To me, I think it’s small minded to only look at aged care – I want the practices of the entire care industry to be investigated. In my opinion I think greater damage can be done by one individual visiting multiple community clients because they have the ability to expose a larger proportion of the population to the virus, then they can expose more people, and so forth.
Very similar to the private versus public schools debate, I ask: What’s the difference between aged care and disability carers? On the surface, there isn’t. But if you look closely at their specific care industries, it paints a very different picture.
Firstly, the aged care sector is largely run by corporations for profit. They have shareholders and Board of Directors to answer to, and as such there’s a big emphasis on performance. Community care is largely Non-for-Profit and rely on Government funding to perform.
With money being a big motivational driver, aged care organisations look for ways in which they can become facilities of choice. They do this by making their facilities more appealing, with greater levels of service and care. As such, they ensure all employees meet specific training standards and ensure professional development is available (and undertaken) throughout their employment.

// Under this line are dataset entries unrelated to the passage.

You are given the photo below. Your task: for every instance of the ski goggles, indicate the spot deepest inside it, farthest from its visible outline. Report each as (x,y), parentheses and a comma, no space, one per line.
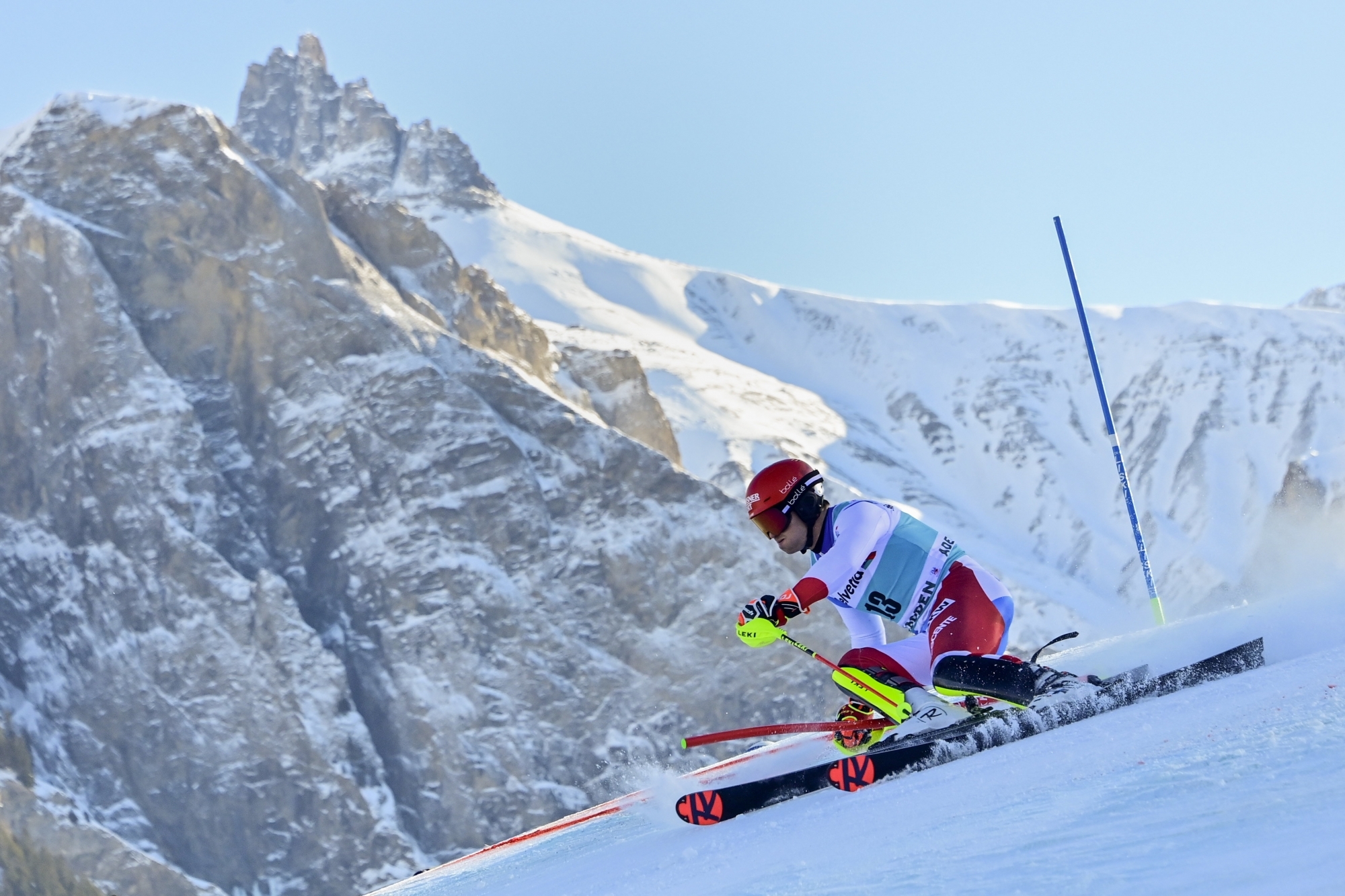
(773,521)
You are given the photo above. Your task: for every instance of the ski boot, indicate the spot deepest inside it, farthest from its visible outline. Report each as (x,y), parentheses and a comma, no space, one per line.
(857,741)
(911,706)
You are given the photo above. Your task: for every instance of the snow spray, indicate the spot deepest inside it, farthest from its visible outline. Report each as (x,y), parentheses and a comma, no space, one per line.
(1112,431)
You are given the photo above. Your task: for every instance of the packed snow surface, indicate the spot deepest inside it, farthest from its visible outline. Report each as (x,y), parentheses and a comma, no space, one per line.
(1233,786)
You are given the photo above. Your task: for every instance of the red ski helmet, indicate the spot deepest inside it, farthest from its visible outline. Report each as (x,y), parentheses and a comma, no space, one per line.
(774,491)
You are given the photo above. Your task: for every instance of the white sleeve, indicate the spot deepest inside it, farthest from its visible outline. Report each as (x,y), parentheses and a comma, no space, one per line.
(866,627)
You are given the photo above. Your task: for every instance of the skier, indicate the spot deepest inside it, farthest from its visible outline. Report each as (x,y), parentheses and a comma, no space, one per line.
(875,561)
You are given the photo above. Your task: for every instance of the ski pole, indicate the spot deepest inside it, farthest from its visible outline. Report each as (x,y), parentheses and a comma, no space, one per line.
(1112,431)
(835,667)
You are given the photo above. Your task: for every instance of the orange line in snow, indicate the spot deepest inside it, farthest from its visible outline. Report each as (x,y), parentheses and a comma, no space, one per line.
(562,823)
(610,807)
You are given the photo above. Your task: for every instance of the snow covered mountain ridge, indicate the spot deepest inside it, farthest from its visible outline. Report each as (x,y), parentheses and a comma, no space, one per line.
(319,477)
(983,416)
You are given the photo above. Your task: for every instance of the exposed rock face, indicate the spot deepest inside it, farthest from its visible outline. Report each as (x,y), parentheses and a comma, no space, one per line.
(423,267)
(61,827)
(293,111)
(1331,299)
(297,585)
(619,392)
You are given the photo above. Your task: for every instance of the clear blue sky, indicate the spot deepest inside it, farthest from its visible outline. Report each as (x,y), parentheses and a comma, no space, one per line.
(887,150)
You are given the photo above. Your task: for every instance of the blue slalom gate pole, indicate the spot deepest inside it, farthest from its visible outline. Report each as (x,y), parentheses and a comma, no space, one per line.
(1112,431)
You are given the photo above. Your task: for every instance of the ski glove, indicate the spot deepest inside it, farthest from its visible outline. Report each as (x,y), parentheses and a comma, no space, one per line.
(762,619)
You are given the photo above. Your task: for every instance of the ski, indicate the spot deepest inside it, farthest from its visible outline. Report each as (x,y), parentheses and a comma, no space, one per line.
(970,736)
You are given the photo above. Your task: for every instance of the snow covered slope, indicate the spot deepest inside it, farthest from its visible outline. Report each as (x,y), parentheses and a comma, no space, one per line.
(984,416)
(1230,787)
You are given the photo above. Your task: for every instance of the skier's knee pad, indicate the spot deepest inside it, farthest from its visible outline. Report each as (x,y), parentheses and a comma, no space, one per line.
(984,676)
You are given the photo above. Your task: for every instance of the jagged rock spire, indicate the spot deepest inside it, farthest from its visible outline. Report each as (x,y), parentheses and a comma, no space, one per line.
(294,111)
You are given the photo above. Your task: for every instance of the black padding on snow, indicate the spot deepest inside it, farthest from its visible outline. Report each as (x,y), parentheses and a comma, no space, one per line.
(999,678)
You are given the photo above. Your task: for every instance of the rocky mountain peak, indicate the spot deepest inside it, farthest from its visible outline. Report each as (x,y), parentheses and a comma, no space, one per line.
(294,111)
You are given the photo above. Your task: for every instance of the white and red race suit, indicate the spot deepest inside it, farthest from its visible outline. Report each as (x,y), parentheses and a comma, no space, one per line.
(876,561)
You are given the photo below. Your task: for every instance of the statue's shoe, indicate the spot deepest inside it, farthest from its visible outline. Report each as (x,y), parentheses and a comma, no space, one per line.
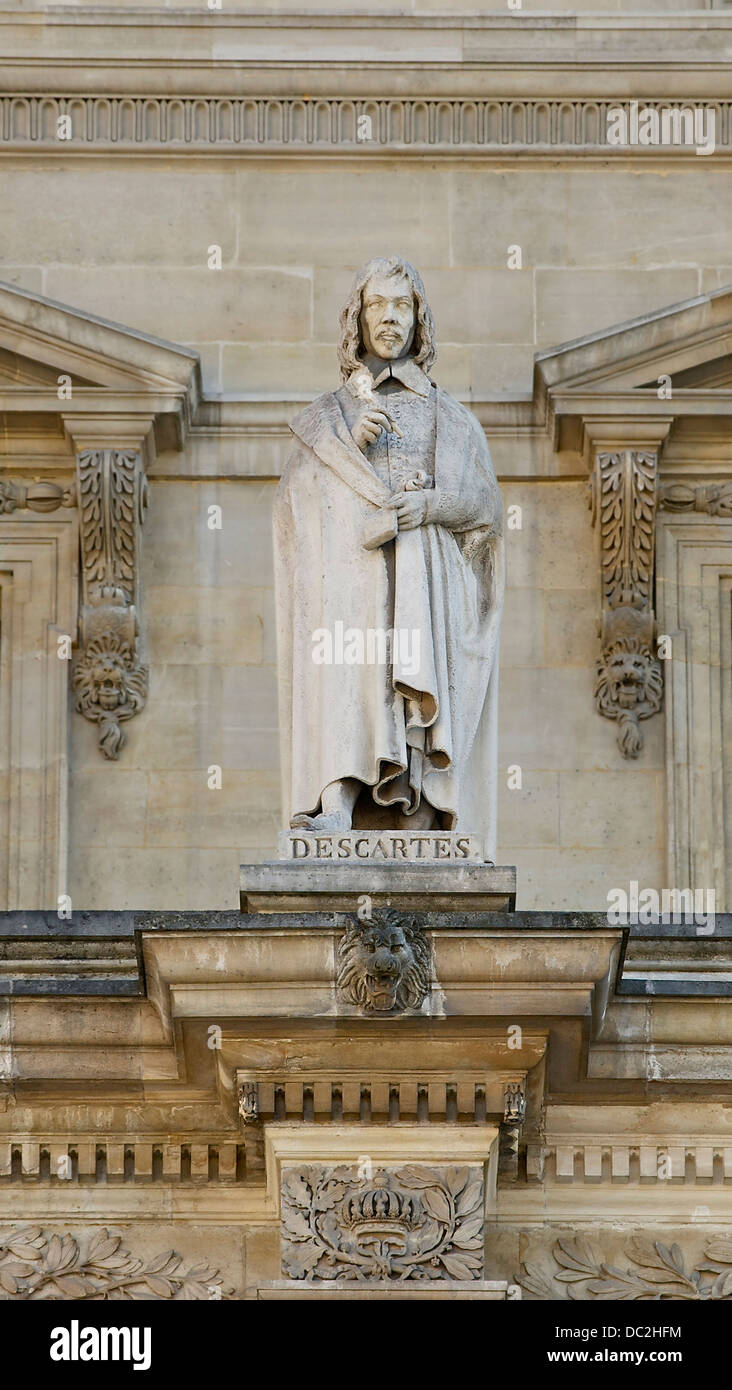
(329,823)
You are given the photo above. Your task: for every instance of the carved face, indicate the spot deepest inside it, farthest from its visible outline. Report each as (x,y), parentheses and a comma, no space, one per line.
(384,965)
(628,680)
(388,316)
(107,677)
(627,677)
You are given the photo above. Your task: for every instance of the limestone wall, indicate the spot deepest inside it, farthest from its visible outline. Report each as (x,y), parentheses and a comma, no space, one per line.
(127,235)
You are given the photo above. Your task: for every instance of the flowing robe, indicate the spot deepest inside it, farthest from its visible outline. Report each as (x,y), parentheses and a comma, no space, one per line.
(404,733)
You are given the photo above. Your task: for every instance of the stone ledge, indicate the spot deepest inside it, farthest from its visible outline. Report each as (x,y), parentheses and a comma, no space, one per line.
(334,1289)
(340,887)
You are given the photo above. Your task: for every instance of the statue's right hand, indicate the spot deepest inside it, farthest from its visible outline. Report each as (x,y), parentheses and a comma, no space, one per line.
(370,426)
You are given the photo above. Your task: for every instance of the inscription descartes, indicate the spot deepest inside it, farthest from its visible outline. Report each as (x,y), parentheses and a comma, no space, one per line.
(388,845)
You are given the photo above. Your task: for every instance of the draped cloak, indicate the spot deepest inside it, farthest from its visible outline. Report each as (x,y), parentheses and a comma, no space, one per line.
(403,733)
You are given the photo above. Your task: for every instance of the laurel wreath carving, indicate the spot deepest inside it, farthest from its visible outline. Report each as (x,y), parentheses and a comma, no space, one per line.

For community care, training is more on self motivated standard. That’s not to say community carers aren’t great at what they do – the ones I’ve been fortunate to meet are fantastic! No, it’s more that there is no onus on the organisations to provide training, rather it falls to the individual.
What’s being reported in the media and the changes Australians are demanding for the aged care sector is encouraging. What I would love to see is that they include all factors of the care industry, rather than one (profitable) sub-section. After all, we’re all humans and we all deserve to trust that we’re being cared for by the best abilities available.